Intelligenter Roman
Der erste Tag vom Rest meines LebensDer erste Tag vom Rest meines Lebens ist ein wirklich hochwertiger, intelligenter Roman, der sich mit den wirklich wichtigen Dingen des Lebens beschäftigt- denn mal im Ernst: warum sollte ein Mann, der ...
Der erste Tag vom Rest meines Lebens ist ein wirklich hochwertiger, intelligenter Roman, der sich mit den wirklich wichtigen Dingen des Lebens beschäftigt- denn mal im Ernst: warum sollte ein Mann, der sich im letzten Drittel seines Lebens befindet noch um den heißen Brei reden? Cessare ist unser Hauptheld, 77 Jahre alt, allein lebend- hat zwei Kinder. Er würde sich selbst als "Kretin" bezeichnen und als kompletten Versager (zumindest was die Erziehung seiner Kinder betrifft) und ist immer nur am zetern und mürrisch sein.
Ich muss gestehen: ich mochte Cessare sehr. Er nimmt kein Blatt vor dem Mund- er lebt sein Leben wie es ihm gefällt mit all seinen tragisch-komischen Seiten. Seine Sicht auf die Dinge ist mitunter sehr unangenehm und stößte auch bei mir auf Unverständnis (ich sag nur die Erzählungen, wenn es um seine tote Frau Caterine ging, die er im Verlauf der Ehe verlernt hat zu lieben). Aber gerade diese schonungslose Ehrlichkeit war das markanteste und beste an dem gesamten Roman. Cessare muss sich nicht mehr verstellen. Er ist alt, er nimmt das Leben wie es ist, wohl wissend, dass er jederzeit seinen letzten Schnapper machen kann.

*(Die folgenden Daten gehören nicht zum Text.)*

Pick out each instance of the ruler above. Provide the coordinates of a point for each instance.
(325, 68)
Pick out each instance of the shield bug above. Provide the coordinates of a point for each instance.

Unter dem schlechten Verhältnis zu seinen Kindern scheint er doch etwas zu leiden. Seine Tochter Sveva- Anwältin und unglücklich in ihrer Ehe, kommt vom Charakter ehestens nach Cessare und gerade deswegen streiten sich die beiden immer wieder. Sein Sohn Dante, ein Künstler, ist schwul. Er traut sich nicht, es seinem Vater zu sagen, dabei weiß er das schon lange.
Andere Charaktere sind die Nachbarn von Cessare. Wichtigste Nebenfigur des Weiteren ist Emma. Diese zieht mit ihrem Mann in die gleiche Etage wie Cessare. Emma wird von ihrem Mann geschlagen und Cessare tut das was er eigentlich unbedingt vermeiden wollte: er mischt sich ein- dabei weiß er es doch eigentlich besser.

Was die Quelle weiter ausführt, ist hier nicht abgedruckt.